Além disso, ao presidente estaria facultado, sem as limitações previstas na Constituição, suspender os direitos políticos de quaisquer cidadãos e cassar mandatos dos parlamentares eleitos pelo povo, sendo esses proibidos de fazerem qualquer manifestação sobre política[2].

As garantias constitucionais e legais de vitaliciedade, inamovibilidade e estabilidade estariam suspensas, o que permitiria que o chefe do Executivo Federal, mediante decreto, demitisse ou removesse magistrados que julgassem qualquer ação contra ele, procuradores que investigassem integrantes do governo em casos de corrupção e qualquer funcionário público que atuasse contra os interesses do governo.

A garantia constitucional do habeas corpus, nos casos de crimes políticos, contra a segurança nacional, a ordem econômica e social e a economia popular seria suspensa e o Judiciário, impedido de apreciar “todos os atos praticados de acordo com este Ato institucional e seus Atos Complementares, bem como os respectivos efeitos[3]”.

Entre 1964 e 1985, e segundo o III Programa de Direitos Humanos da Secretaria de Direitos Humanos da Presidência da República, publicado em 2010, estima-se que 20 mil brasileiros tenham sido submetidos à tortura. Nesse mesmo período, em torno de 434 cidadãos foram mortos ou dados como desaparecidos, 7.000 acabaram exilados e 800 foram julgados como presos políticos. A consequência foi a produção de uma sociedade amedrontada, impedida de atuar como oposição ou de manifestar-se politicamente[4].

É urgente que o povo brasileiro abandone a crença em um poder ou uma força messiânica, salvacionista que, sozinha, conseguirá pôr fim às nossas profundas desigualdades sociais, à corrupção sistêmica que enfrentamos – nos setores público e privado – ou garanta a retomada do crescimento econômico. Isso por uma razão simples: não existe fórmula mágica para solucionar essas questões que são complexas e requerem escolhas políticas – que inevitavelmente agradarão a alguns e desagradarão a outros.

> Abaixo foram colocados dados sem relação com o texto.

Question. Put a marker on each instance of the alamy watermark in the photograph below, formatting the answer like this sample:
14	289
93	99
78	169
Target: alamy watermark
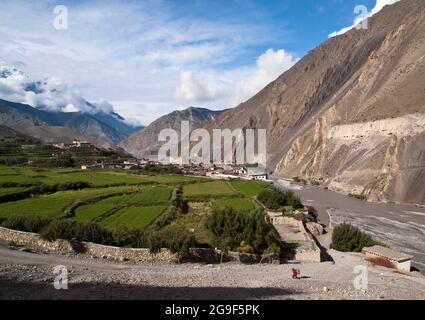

O que há é a democracia, em permanente processo de amadurecimento, com avanços e retrocessos. Assusta o fato de, em momentos de crise, como a que se vive hoje no país, a solução imaginada por alguns seja o retorno de um governo militar, para impor “ordem e disciplina” à nação. A última vez que o país experimentou essa solução, ficou submerso numa ditadura que durou vinte e um anos e que custou ao povo brasileiro seus direitos civis, políticos, sociais, e, para muitos, sua integridade física ou sua própria vida. Isso sem mencionar como até hoje se luta para superar a cultura do autoritarismo e do personalismo, ainda fortemente arraigada nas instituições.

Mas se isso já faz tanto tempo, se hoje não existe o risco de um golpe militar, com tanques nas ruas, por que se preocupar com isso? De fato, é improvável que hoje seja editado um decreto aos moldes do que foi o AI-5 em 1968. Isso seria flagrantemente inconstitucional e certamente não passaria pelo crivo do Supremo Tribunal Federal. Entretanto, a pergunta a ser feita não é se seria possível, nos dias de hoje, a edição de um decreto desse tipo, mas sim, se seria possível, nos dias de hoje, retomarmos ao estado de violação de direitos equivalente ao que o Brasil viveu naquela época.

A Constituição pode ser corroída e os direitos nela insculpidos tornados sem efeito, na prática, ainda que não sejam expressamente revogados por decreto ou lei alguma. A execução sumária nas periferias, sobretudo da população negra e as práticas semelhantes à tortura nos presídios são exemplos de que não atingimos um estado de coisas plenamente democrático e constitucional.

As forças retrógradas e obscurantistas podem vir disfarçadas de democracia, travestidas de legalidade. O filósofo italiano Giorgio Agambem, autor do livro “Estado de exceção” assim alertava:

As medidas excepcionais encontram-se na situação paradoxal de medidas jurídicas que não podem ser compreendidas no plano do direito, e o estado de exceção apresenta-se como a forma legal daquilo que não pode ter forma legal[5].

Os tempos atuais estão insertos na pós-modernidade, pós-verdade e, porque não, pós-legalidade. O estado de exceção é uma ilegalidade dentro da legalidade. Uma ilegalidade que se justifica pela sua excepcionalidade para se combater um mal maior. O problema disso é que cassar opositores, prender “criminosos” – conceito elástico que pode variar para alcançar qualquer um que faça oposição ao governo, por exemplo -, censurar a imprensa, relativizar o direito de defesa, podem parecer medidas tentadoras quando estamos ocupando o poder e temos o comando dessas ferramentas. A questão é que nunca sabemos quando outro pode tomar esse lugar e a oposição sermos nós.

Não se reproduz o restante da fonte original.